Canada and Sweden fund projects to respond to ongoing pandemic and future disease outbreaks

Artificial intelligence is being harnessed to combat Covid-19 and other future pandemics in Africa and elsewhere in the Global South.

Funders from Canada and Sweden are supporting 11 projects deploying AI to fight disease. Eight of the projects will target Africa, of which all but one will be led by Africa-based institutions. 

Canada’s International Development Research Centre and the Swedish International Development Cooperation Agency will fund the projects to the tune of CA$12.65 million (US$9.76m). 
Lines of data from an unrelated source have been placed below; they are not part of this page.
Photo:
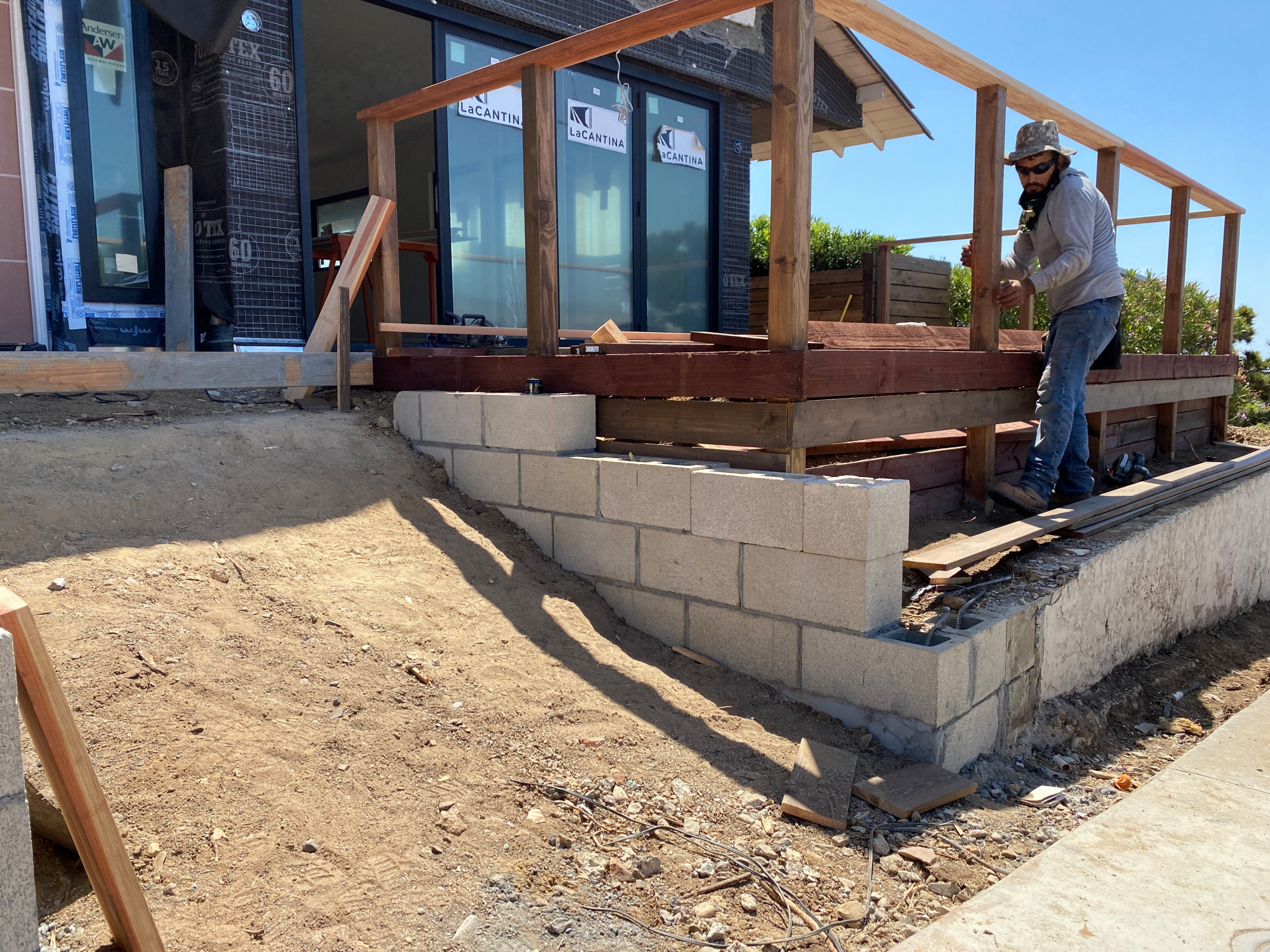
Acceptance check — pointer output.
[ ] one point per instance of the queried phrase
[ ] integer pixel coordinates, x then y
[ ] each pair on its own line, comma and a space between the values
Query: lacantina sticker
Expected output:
595, 126
500, 106
680, 148
103, 46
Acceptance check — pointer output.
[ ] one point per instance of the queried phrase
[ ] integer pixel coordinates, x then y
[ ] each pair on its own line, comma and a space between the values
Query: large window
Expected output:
116, 173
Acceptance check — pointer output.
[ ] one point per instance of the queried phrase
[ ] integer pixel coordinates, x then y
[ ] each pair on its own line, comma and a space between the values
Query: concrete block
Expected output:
488, 475
929, 685
651, 494
761, 508
536, 525
842, 593
754, 644
597, 549
690, 565
450, 418
548, 423
659, 616
405, 414
561, 484
853, 517
443, 455
972, 734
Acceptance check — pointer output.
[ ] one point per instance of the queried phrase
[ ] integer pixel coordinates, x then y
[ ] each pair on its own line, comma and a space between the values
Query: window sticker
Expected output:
593, 126
680, 148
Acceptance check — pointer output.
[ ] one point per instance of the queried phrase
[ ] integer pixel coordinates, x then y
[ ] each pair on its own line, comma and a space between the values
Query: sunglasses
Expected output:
1035, 169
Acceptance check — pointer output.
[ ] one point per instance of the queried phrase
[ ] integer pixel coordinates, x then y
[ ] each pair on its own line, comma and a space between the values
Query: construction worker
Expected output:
1067, 225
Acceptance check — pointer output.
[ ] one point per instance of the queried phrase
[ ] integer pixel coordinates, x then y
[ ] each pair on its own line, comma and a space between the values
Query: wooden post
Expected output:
883, 272
178, 248
70, 774
1226, 315
990, 149
789, 282
1175, 291
385, 270
345, 357
541, 250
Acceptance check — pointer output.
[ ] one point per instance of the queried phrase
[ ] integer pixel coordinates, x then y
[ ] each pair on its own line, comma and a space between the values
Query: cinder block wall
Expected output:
18, 918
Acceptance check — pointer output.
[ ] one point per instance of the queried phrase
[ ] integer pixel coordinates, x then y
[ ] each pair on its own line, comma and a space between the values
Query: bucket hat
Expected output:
1037, 137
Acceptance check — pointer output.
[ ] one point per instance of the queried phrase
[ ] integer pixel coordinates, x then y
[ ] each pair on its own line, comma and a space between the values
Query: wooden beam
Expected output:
70, 774
352, 271
60, 372
386, 267
1226, 315
990, 148
793, 58
602, 41
178, 249
886, 26
1109, 178
541, 254
1175, 295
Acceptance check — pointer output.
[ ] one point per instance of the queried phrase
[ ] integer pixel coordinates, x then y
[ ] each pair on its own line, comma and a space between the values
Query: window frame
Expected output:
85, 197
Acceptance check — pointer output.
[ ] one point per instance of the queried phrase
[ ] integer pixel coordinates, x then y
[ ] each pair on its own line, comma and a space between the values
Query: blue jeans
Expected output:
1060, 456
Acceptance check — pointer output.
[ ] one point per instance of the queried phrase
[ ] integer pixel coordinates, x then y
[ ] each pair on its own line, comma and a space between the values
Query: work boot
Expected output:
1060, 500
1025, 499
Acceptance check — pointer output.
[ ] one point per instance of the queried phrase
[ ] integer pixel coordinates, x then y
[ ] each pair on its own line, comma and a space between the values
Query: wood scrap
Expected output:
820, 785
915, 789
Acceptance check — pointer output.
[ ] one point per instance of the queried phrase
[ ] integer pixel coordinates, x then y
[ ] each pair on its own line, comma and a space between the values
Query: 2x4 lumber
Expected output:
886, 26
386, 267
62, 372
178, 248
990, 145
370, 230
541, 254
70, 772
602, 41
793, 66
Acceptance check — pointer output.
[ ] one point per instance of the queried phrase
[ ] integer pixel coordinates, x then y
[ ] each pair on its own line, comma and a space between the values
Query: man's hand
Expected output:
1012, 294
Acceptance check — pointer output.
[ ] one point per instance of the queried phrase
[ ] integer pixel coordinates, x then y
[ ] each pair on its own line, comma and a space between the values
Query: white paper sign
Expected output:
680, 148
501, 106
595, 126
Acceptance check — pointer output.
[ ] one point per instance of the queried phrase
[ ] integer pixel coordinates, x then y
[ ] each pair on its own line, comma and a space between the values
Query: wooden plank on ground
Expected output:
62, 371
820, 785
371, 228
915, 789
70, 772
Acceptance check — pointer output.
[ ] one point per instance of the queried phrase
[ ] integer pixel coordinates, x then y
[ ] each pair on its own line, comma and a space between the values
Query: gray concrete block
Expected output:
752, 644
548, 423
761, 508
536, 525
599, 549
841, 593
661, 616
450, 418
405, 414
489, 475
972, 734
690, 565
647, 493
853, 517
561, 484
929, 685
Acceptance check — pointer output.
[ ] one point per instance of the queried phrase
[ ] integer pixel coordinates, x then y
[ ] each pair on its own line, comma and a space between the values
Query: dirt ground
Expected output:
285, 570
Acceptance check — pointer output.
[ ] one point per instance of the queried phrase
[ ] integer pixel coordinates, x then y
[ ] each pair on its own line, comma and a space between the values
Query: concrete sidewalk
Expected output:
1183, 864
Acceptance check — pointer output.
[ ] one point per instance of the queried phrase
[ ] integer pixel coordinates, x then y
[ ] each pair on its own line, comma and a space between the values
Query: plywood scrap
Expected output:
915, 789
820, 785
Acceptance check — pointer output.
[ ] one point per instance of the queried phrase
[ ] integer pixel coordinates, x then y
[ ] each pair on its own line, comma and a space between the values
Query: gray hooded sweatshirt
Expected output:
1075, 240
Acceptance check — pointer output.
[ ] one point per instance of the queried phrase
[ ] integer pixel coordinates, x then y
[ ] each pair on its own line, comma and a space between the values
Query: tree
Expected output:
832, 248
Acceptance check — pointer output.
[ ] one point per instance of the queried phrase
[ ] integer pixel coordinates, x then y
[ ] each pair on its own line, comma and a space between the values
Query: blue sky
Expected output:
1187, 83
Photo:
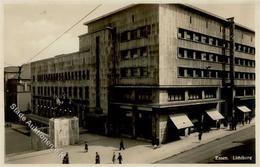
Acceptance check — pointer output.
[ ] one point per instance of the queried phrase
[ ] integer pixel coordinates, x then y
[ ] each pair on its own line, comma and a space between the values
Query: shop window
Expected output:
181, 72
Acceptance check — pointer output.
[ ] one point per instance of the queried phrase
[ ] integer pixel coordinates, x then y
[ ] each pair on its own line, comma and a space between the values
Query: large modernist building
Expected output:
17, 86
152, 71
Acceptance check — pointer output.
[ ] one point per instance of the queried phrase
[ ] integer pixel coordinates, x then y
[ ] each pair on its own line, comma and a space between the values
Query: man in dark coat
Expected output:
86, 146
119, 158
97, 158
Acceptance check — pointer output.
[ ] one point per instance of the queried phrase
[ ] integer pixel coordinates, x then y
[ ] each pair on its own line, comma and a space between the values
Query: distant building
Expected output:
17, 91
153, 71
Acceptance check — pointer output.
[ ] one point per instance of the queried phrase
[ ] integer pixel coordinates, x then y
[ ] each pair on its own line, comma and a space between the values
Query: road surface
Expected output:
236, 148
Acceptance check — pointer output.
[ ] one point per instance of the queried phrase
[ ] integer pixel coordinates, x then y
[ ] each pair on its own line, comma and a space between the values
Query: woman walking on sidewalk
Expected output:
97, 158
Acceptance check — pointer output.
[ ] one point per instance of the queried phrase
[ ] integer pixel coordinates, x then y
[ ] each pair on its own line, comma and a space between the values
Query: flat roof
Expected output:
183, 5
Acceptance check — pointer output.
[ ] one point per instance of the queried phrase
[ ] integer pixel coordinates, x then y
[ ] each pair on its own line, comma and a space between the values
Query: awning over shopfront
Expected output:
214, 114
244, 108
181, 121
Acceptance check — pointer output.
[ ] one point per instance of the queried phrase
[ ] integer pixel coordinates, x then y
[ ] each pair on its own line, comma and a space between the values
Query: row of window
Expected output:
76, 75
193, 94
140, 32
206, 73
75, 92
134, 53
213, 57
133, 72
214, 41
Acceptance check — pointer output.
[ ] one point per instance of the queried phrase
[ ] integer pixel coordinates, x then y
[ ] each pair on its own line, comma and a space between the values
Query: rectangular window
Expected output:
83, 75
80, 92
210, 93
88, 75
176, 95
190, 72
70, 91
143, 71
86, 92
133, 34
124, 55
206, 74
198, 73
181, 52
75, 92
123, 72
143, 51
145, 31
195, 94
181, 33
134, 53
181, 72
79, 75
124, 36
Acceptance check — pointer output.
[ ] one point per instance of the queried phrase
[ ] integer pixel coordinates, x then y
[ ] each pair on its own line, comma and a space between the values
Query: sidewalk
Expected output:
136, 151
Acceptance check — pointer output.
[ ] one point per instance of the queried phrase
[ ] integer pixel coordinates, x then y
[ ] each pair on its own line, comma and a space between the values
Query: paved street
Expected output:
135, 152
16, 142
206, 153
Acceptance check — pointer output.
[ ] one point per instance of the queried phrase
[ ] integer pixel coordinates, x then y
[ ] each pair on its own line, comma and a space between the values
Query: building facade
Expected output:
17, 86
153, 71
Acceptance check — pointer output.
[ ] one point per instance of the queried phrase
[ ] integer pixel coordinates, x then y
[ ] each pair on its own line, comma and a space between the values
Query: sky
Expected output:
30, 27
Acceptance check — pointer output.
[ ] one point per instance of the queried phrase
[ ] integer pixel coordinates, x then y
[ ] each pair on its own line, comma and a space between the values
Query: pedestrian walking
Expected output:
66, 159
97, 158
119, 158
200, 136
114, 157
86, 146
121, 145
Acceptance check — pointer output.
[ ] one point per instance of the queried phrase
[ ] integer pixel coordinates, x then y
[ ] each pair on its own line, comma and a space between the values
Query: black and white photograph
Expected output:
89, 82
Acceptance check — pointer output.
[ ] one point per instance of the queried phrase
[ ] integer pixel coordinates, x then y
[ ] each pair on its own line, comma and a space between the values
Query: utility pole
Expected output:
231, 66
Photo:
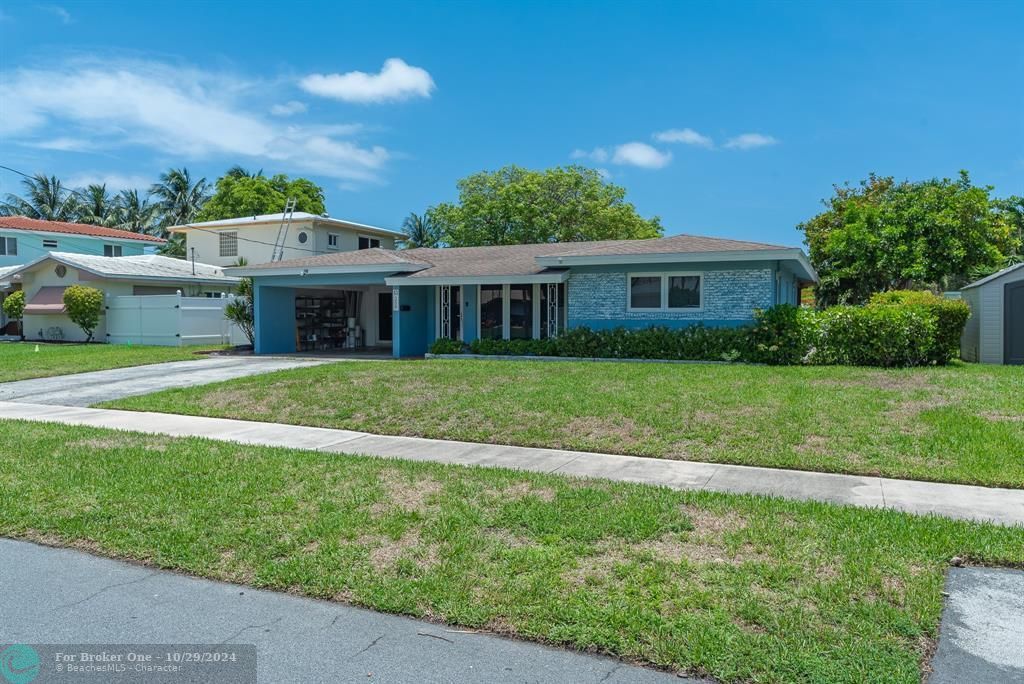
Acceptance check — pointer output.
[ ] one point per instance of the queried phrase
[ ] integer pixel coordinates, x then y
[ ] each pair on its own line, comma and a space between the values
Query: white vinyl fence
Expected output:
170, 321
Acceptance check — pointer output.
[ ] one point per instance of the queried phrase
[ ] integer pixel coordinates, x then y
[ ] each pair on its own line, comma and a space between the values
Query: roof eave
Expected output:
338, 269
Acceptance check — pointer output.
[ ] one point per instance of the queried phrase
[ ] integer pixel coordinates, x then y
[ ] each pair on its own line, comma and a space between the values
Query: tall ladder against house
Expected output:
286, 223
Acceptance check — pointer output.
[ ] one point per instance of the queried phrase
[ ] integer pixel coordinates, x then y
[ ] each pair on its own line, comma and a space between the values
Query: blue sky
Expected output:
728, 120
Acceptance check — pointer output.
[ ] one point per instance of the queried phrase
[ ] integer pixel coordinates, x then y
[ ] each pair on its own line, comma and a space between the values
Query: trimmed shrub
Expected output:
950, 316
445, 345
781, 335
84, 306
885, 336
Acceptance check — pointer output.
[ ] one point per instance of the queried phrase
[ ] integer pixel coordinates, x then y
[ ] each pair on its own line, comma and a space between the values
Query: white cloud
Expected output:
114, 181
751, 141
58, 12
289, 109
186, 113
642, 155
599, 155
685, 136
396, 81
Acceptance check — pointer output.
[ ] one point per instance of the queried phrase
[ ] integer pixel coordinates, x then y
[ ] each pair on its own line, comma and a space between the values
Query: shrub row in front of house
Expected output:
898, 329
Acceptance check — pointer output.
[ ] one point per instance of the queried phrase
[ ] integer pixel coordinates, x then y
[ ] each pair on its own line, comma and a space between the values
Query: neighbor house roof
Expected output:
997, 274
539, 261
275, 219
85, 229
143, 267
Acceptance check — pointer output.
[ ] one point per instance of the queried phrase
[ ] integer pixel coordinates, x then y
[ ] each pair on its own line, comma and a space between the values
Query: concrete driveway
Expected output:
84, 389
58, 596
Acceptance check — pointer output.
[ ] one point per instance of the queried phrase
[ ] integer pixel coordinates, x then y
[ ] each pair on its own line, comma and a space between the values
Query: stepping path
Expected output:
59, 596
954, 501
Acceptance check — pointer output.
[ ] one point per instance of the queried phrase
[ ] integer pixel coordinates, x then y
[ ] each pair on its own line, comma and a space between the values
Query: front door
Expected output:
384, 316
1013, 324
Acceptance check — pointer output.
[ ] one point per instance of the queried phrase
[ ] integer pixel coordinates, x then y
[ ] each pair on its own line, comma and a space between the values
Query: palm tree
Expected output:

Uganda’s Makerere University will carry out pandemic surveillance and also use AI to analyse radio conversations to gauge public perception of Covid-19 in the country, and the effectiveness of public health messaging.  

The Kenya-based African Population and Health Research Center will host two projects: one using AI to study Covid-19 data to support health and economics policy in Kenya and Malawi; another to set up a coordinated pan-African Covid-19 data system.

The Social Science Academy of Nigeria will use AI to examine the impact of Covid-19 on gender-based violence, while the Université Cheikh Anta Diop in Senegal will research social and political obstacles to the use of AI for health interventions in Senegal and Mali.

The University of Rwanda will work on a project to harmonise data to predict and understand the impact of Covid-19 and other infectious diseases. The University of York in the United Kingdom will work with partners in eight African countries to design a dashboard to predict Covid-19 trends on the continent.

The projects will not only build capacity to target the current pandemic, however. “We also anticipate that they will strengthen health systems in developing countries and improve the ability to respond to all kinds of epidemics in the future, using AI and data science techniques,” said IDRC president Jean Lebel, in a statement.